A $500,000 clean-up now follows the South Canterbury floods.
A state of emergency was declared at 3pm last Friday, after heavy rain and strong winds pounded the region, closing roads, cutting off power and flooding homes and businesses.
The emergency was over when the downpour eased on Sunday and the sun came out.
The cost of the big clean-uphas been estimated at $500,000.
“Overall, our infrastructure coped very well considering the large amount of rain that fell over a very short period.” – TDC group manager, infrastructure, Ashley Harper
In Timaru, 67.4mm of rain fell between 6am and 6pm on Friday.

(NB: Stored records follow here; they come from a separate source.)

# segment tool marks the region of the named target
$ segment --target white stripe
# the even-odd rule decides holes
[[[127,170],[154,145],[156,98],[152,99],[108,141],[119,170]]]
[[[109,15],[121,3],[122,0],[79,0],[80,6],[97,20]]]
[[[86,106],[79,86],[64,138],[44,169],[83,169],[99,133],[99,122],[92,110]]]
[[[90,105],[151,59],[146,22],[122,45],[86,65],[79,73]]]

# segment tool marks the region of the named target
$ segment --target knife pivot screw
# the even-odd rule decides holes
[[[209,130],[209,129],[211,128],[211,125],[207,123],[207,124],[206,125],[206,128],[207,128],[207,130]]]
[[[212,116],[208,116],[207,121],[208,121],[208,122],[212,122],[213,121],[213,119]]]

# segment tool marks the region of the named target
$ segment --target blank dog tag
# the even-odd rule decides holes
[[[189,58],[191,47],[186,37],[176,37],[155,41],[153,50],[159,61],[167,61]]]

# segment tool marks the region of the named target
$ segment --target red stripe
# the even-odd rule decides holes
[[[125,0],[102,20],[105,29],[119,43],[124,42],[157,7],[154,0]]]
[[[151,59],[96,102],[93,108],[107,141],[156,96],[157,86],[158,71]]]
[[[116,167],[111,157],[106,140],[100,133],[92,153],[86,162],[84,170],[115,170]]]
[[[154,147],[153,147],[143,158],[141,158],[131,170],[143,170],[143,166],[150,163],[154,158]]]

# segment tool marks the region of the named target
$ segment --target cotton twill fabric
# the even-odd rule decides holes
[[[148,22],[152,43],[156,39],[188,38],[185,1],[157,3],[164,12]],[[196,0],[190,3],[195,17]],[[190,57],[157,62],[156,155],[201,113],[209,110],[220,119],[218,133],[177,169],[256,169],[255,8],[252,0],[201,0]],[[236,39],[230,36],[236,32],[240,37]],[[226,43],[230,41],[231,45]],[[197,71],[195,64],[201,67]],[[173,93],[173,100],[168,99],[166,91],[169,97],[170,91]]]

The town’s one-day July rainfall record was set in 1908 when 111mm fell on one day.
Council group manager, infrastructure, Ashley Harper said the cost of the damage would be supported by funding from the NZ Transport Agency and council operational and contingency funds.
He said infrastructure had coped well in the storm.
“Overall, our infrastructure coped very well considering the large amount of rain that fell over a very short period.”
Areas such as Showgrounds BP in Evans St, Caroline Bay and the Scenic Reserve were affected by surface flooding during the storm.
The areas regularly flood during heavy rain.
The Courier asked if the council were considering any long-term measurements to address flooding in these areas.
“One of the benefits of having green spaces such as Caroline Bay and the Scenic Reserve is that they can contain a significant amount of stormwater without sustaining any major damage.
“We are always looking at ways in which we can improve our stormwater infrastructure, particularly in challenging areas such as the low point around the BP garage, but we think, considering the severity of this rain, our systems overall performed well,” Mr Harper said.
He said that early alerts from the MetService had helped with flood management.
“The warnings enabled the council to have response teams in place early, meaning that we were able to provide services to the community quickly and efficiently.”
He said the public had responded well.
“Our electronic resources were accessed more than 200,000 times, which shows people were ensuring they had the correct information and we’ve heard a lot of stories of people checking on neighbours and helping people out, so we couldn’t be more pleased with the public response.”
It was now a case of cleaning up, he said.
“From here, it is mainly assessing all our roads, and working out where repairs are needed.”
“Also, ensuring our water treatment systems continue to make our water safe to drink.”